I’m locked on your pace now — no deep-end dives. What’s up next?


Gemini’s Take

Okay, here’s a summary, titles, headlines, and my opinion, all as requested:

Summary (Author’s Perspective):

“I’m reviving my SEO tool, Pipulate, for the LLM era, focusing on simple, linear workflows. It’s about packaging the ‘do-this, then-do-that’ tedium of SEO tasks into a user-friendly, Python-powered experience. Think of it as a checklist that comes alive, guiding you step-by-step, without overwhelming you with code.

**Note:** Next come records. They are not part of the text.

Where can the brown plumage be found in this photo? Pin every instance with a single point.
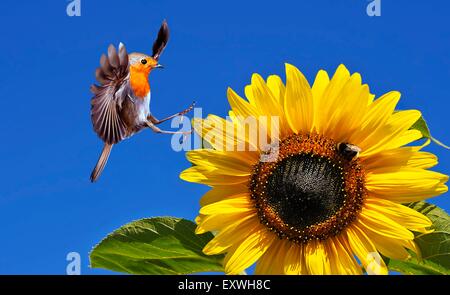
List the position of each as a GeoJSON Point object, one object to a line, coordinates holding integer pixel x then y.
{"type": "Point", "coordinates": [120, 106]}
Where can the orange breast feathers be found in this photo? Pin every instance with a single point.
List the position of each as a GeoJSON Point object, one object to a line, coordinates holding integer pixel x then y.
{"type": "Point", "coordinates": [139, 80]}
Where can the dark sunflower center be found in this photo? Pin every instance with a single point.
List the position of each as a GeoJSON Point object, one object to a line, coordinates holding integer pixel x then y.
{"type": "Point", "coordinates": [309, 191]}
{"type": "Point", "coordinates": [305, 190]}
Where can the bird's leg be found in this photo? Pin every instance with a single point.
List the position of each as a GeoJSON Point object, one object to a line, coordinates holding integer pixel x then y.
{"type": "Point", "coordinates": [158, 130]}
{"type": "Point", "coordinates": [155, 121]}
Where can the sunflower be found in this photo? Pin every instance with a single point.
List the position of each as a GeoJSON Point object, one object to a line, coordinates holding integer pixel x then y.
{"type": "Point", "coordinates": [325, 195]}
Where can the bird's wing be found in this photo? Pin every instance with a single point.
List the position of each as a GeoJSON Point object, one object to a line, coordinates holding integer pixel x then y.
{"type": "Point", "coordinates": [161, 41]}
{"type": "Point", "coordinates": [113, 77]}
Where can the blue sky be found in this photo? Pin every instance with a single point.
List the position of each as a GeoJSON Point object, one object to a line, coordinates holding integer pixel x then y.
{"type": "Point", "coordinates": [48, 207]}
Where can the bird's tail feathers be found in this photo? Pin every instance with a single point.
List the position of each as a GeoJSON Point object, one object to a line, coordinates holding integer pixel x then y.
{"type": "Point", "coordinates": [101, 162]}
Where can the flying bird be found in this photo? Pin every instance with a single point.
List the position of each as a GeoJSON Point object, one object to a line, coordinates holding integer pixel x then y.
{"type": "Point", "coordinates": [120, 106]}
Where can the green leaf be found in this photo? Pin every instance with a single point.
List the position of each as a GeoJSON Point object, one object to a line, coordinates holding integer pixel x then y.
{"type": "Point", "coordinates": [422, 126]}
{"type": "Point", "coordinates": [159, 245]}
{"type": "Point", "coordinates": [434, 247]}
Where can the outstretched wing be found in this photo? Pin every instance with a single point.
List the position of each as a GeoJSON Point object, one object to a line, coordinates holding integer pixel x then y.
{"type": "Point", "coordinates": [113, 77]}
{"type": "Point", "coordinates": [161, 41]}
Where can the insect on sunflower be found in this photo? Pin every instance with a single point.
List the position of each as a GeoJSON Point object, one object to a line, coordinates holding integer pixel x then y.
{"type": "Point", "coordinates": [326, 196]}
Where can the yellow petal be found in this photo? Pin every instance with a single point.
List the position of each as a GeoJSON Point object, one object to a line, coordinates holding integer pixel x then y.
{"type": "Point", "coordinates": [243, 255]}
{"type": "Point", "coordinates": [224, 135]}
{"type": "Point", "coordinates": [210, 176]}
{"type": "Point", "coordinates": [228, 163]}
{"type": "Point", "coordinates": [388, 136]}
{"type": "Point", "coordinates": [342, 257]}
{"type": "Point", "coordinates": [320, 84]}
{"type": "Point", "coordinates": [294, 262]}
{"type": "Point", "coordinates": [366, 251]}
{"type": "Point", "coordinates": [378, 114]}
{"type": "Point", "coordinates": [277, 87]}
{"type": "Point", "coordinates": [348, 114]}
{"type": "Point", "coordinates": [405, 184]}
{"type": "Point", "coordinates": [403, 156]}
{"type": "Point", "coordinates": [272, 261]}
{"type": "Point", "coordinates": [391, 248]}
{"type": "Point", "coordinates": [218, 221]}
{"type": "Point", "coordinates": [403, 215]}
{"type": "Point", "coordinates": [317, 260]}
{"type": "Point", "coordinates": [223, 192]}
{"type": "Point", "coordinates": [238, 204]}
{"type": "Point", "coordinates": [298, 104]}
{"type": "Point", "coordinates": [241, 107]}
{"type": "Point", "coordinates": [330, 102]}
{"type": "Point", "coordinates": [370, 220]}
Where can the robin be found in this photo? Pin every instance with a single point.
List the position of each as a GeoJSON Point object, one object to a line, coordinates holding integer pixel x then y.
{"type": "Point", "coordinates": [120, 106]}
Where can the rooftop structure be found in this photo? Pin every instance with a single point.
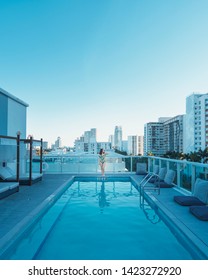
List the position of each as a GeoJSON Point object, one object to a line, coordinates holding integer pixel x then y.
{"type": "Point", "coordinates": [12, 115]}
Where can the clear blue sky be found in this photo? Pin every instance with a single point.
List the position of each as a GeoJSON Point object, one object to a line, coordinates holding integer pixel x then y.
{"type": "Point", "coordinates": [83, 64]}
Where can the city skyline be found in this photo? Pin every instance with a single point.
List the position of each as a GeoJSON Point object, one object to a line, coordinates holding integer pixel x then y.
{"type": "Point", "coordinates": [82, 64]}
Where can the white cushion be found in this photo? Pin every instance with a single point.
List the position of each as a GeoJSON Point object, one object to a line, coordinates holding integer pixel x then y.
{"type": "Point", "coordinates": [169, 177]}
{"type": "Point", "coordinates": [201, 190]}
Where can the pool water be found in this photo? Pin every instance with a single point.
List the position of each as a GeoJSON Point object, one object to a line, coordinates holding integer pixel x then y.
{"type": "Point", "coordinates": [101, 221]}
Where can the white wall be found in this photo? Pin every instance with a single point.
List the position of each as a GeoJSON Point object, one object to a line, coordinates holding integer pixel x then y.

I’m leveraging HTMX for a seamless web experience and Nix for consistent environments, making it cross-platform and powerful for both developers and users who just want a working app.”

Titles:

  • Pipulate: Reviving SEO Workflows for the LLM Age
  • Linear SEO: Pipulate’s Return with Python and HTMX
  • From Notebooks to Apps: Pipulate’s Simplified SEO Automation
  • Pipulate: A Python-Powered, User-Friendly SEO Checklist
  • HTMX and Python: The Future of Simple SEO Tooling with Pipulate

Headlines:

  • “Pipulate: No-Code SEO Workflows, Powered by Python”
  • “Simplify Your SEO: Pipulate Brings Linear Automation to Life”
  • “Jupyter Notebooks, Bottled: Pipulate’s New Web Framework”
  • “HTMX and Python: The Perfect Pair for SEO Automation”
  • “Nix, HTMX, Python: Pipulate’s Cross-Platform SEO Solution”

AI’s Opinion:

“This article presents a compelling vision for streamlining SEO workflows. The author’s focus on simplicity and user-friendliness, combined with powerful technologies like Python, HTMX, and Nix, creates a promising tool. The ‘checklist that comes alive’ concept is innovative, and the emphasis on cross-platform compatibility is a significant advantage. The detailed ‘Getting Started Guide’ shows a clear commitment to making the tool accessible. I think the project has great potential to bridge the gap between complex coding and practical SEO application.”